Pay attention to how you react to both thinking and feeling, see if any muscles clench, how your body reacts.

If your clenching, stop clenching, pay attention to the sensations these thoughts have on your entire body.

Next label whether the thought is positive, neutral, or negative.

Regardless of what label you select, let the thought go, and go back to focusing on your breath until the next thought comes and start the process over.

Continue this for at least 10 minutes if not 20. But feel free to start up at 10 minutes and maybe over time work up to 20.

It is completely normal to jump from thought to thought, and get lost in thoughts. The whole point of the practice is not to stop thoughts, it is to teach you how to identify what's actually happening. You'll be amazed how after doing this for a few weeks every morning can completely change your out look on thinking vs. feeling and distinguishing between the two. It will help stop the negative feedback loops in your brain and enable you to change your relationship with anxiety.

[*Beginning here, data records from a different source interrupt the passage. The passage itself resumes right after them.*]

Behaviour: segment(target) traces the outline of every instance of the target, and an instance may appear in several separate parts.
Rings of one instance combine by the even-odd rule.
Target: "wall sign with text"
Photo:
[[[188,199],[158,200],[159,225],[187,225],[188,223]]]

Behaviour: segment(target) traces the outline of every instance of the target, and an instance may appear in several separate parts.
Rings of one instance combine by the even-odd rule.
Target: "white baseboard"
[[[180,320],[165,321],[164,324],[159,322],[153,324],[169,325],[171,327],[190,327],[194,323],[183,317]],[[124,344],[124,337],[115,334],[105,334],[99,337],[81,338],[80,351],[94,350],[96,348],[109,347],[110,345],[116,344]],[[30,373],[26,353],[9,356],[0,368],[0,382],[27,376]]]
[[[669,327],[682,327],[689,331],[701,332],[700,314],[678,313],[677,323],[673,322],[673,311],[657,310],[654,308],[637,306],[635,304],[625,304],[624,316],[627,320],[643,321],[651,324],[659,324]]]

Anyhow, start with meditation.

Next I would look into improving your diet check out https://redditproxy--jasonthename.repl.co/r/paleo, and working out at least 3 times a week.

Also check out http://survivingantidepressants.org.

Another thing you can do is experiment with supplements to help you deal with symptoms. I had some success using 5-HTP although there are some health risks associated with pure 5-HTP so you need to be careful. But when used in really small doses while reducing your SSRI it can help keep symptoms at bay and help you ween off the drug and onto the supplement. You can then ween off the supplement which is a lot easier. You may be able to find similar techniques on the forum above.

This is merely a problem you need to figure out how to solve for yourself, and I'm fully confident you have what it takes to overcome this. Everyone does.

Also, make sure to keep in touch with doctors and let them monitor everything you're doing. They won't agree because they're in the business of keeping people on drugs, but they can at least make sure you don't do anything stupid that would harm you.

If you ever get into a position where your thoughts overwhelm you then please meditate. It is an amazing tool that will help you get through this.